Eggless pie crust recipe

Besidses not having enough butter when wanting to make my dough, I also only wanted to make only have a portion of dough. Half a portion is more than enough for a 24cm diameter pie tin of about 2 cm high. But, my other recipe calls for one egg and I don’t like using half an egg (what will I do with the rest?). So, I had to substitute it. In the end I came up with the following recipe:

Pie crust
Recipe type: pastry
Prep time: 
Cook time: 
Total time: 
Serves: 1 pie crust
Short crust pastry pie crust, without egg. Makes enough for a 24cm pie dish (3 cm high) or 5 small tarts.
  • 130g flour
  • 35g butter (cold)
  • 25g shortening (cold)
  • 21g ice cold water (add an ice cube)
  • 21g milk (you may substitute this for water as well, but the extra protein and fat might just lift it up a little)
  1. Take out your stand mixer and add the flour, butter and shortening.
  2. Turn the mixer on at a very low speed (in my case speed 1 or 2), you don't want your flour going everywhere.
  3. Leave it mixing for a couple of minutes, until you don't see any large clumps of butter and shortening.

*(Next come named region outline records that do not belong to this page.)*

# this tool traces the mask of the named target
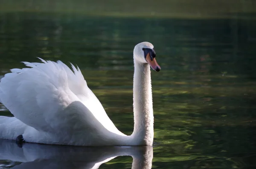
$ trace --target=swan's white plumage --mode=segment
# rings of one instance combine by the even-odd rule
[[[39,58],[42,63],[23,62],[29,68],[14,69],[0,82],[0,101],[15,117],[0,116],[0,138],[81,146],[152,145],[154,131],[149,66],[142,48],[134,52],[135,73],[134,129],[126,136],[109,119],[87,86],[80,70],[73,71],[60,61]],[[140,85],[141,84],[141,86]]]
[[[41,60],[43,63],[24,62],[32,68],[12,69],[11,73],[6,74],[1,79],[1,102],[16,117],[9,120],[12,121],[12,126],[17,128],[22,126],[21,128],[24,131],[20,134],[25,137],[26,129],[28,129],[27,132],[34,131],[35,136],[38,133],[42,135],[39,137],[45,139],[49,135],[46,133],[69,135],[84,128],[87,124],[87,129],[100,128],[97,126],[99,123],[110,132],[120,133],[87,86],[79,69],[72,65],[73,73],[60,61],[55,63]],[[81,106],[70,106],[74,102],[78,104],[76,105]],[[67,109],[68,111],[64,110]],[[28,126],[22,125],[17,119]],[[8,138],[12,139],[18,135],[17,132],[8,132],[7,135],[5,131],[10,131],[9,129],[12,127],[6,128],[6,130],[2,131],[2,135],[8,135]],[[52,138],[52,135],[49,137]],[[31,137],[31,142],[38,138],[35,137]],[[58,139],[48,139],[49,142],[60,141]],[[29,139],[26,140],[29,141]],[[70,141],[70,138],[67,140],[67,142]]]

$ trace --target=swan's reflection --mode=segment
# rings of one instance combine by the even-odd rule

It will look a little like bread crumbs.
  4. Add the water and milk and leave to mix for a couple of seconds. Take it out of the mixer as soon as it comes together (don't leave it mixing for long!), form it into a ball and place in the fridge until you're ready. (I've also used it straight away, it works, but it's safer to let it cool down a little to make sure the fat solidifies.
  5. Roll out the dough on a well floured surface until it's a few mm thick. Place it in your tin and cover with baking paper or aluminium foil and fill with baking beans (I use uncooked lentils, works just fine). Bake for 15 minutes at 180C.
  6. Remove the baking paper and the beans, pinch some holes in the bottom with a fork, and bake for another 15 minutes at 180C. Don't forget this last step, it will make you crust nice and crunchy!
  7. Follow your recipe for further baking

Recipe analysis – shortening & egg

Substituting butter for shortening was a pretty easy change to make. I knew I needed a solid fat and I still had a tin of shortening in the fridge. Moreover, Sally’s baking addiction always says to use both butter and shortening so I though I’d better give it a try. No problems here, it worked just fine.

I was a little more worried about substituting the egg. I thought the egg would contribute a lot of richness to the dough. However, since the amount of fat is already pretty high, substituting for water and milk worked just fine.

pie crust dough: flour & butter
This is how my mix of flour and butter looks like after mixing it for a couple of minutes. You’ll see small crumbs.

Pie crust with a stand mixer

Just about all recipes call for a dough cutter, a fork or not too hot hands to incorporate the butter in the flour. I was lazy and wanted to multitask by making the filling at the same time. So I grabbed my KitchenAid to do the job for me. I worked just fine, no problems at all and it is so much easier! It’ll be my way to go rom now on. By mixing it at a low speed temperatures don’t really rise, you don’t get messy hands and the kitche in general stays cleaner. Only advantages I would say!